By Kaitlin Mayhew -- firstname.lastname@example.org
WOODSTOCK -- The Shenandoah County School Board voted unanimously 6-0 to approve a proposal for construction of a temporary wind anemometer at Triplett Tech/Massanutten Regional Governor's School at its meeting Thursday.
The idea to build the tower has been in the works for some time, and was briefly discussed at the board's last meeting on Dec. 8.
The goal of having the anemometer at the school is to raise student awareness, and educate them about the benefits of wind energy, according to board documents.
The tower will be 66 feet tall and held up by 12 wires attached at three heights to the tower and connected to four anchor points in the ground.
The construction of the tower, according to the request documents, is estimated to last no more than 20 days. The estimated total cost for the project is $760.
However, the anemometer is to be on loan from James Madison University for up to one year, and the university will cover the building costs.
After the one-year period, the wind-speed data will be analyzed to determine if it would be possible to purchase a small wind energy system for the school, said Remy Pangle, director of education and outreach for the Virginia Center for Wind Energy at James Madison University in a statement about loaning the tower.
"I think we were pretty clear on how this was going to be utilized and it is a joint venture of Triplett Tech and MRGS, which is good we always like to see that happening," Superintendent Keith Rowland said.

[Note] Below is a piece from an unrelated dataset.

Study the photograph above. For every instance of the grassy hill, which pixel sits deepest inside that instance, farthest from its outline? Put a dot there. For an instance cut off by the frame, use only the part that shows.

The founders of the Skatetime program also made a presentation at Thursday's meeting addressing some of the concerns the board expressed at its Dec. 8 meeting.
Skatetime is a company that comes into schools with skating equipment and lesson plans that fit into any public physical education curriculum. It functions the same as any other segment in physical education class, usually lasting about two weeks.
The program was used previously in county schools such as North Fork and Peter Muhlenberg middle schools, and many gym teachers want to bring it back.
The proposal was first introduced at the last School Board meeting. However, many board members expressed concern about damaging the gym floors.
"Some of the floors we just had redone," said Irving L. Getz, the District 5 representative. "We need to ensure that we don't have to go back and do that again."
However, founders and owners Richard and Joyce Stanley assured the board that they have never had problems with floor damage in the past. They have been running the business for over 10 years.
"Our goal is to come into your facility and leave it just like we found it," Richard Stanley said.
Joyce also stressed how the program helps give young people a continued interest in physical fitness.
"There are two types of people in the world, the active and the inactive," she said.
"Activity in sports is fun and when you are having fun you are staying fit."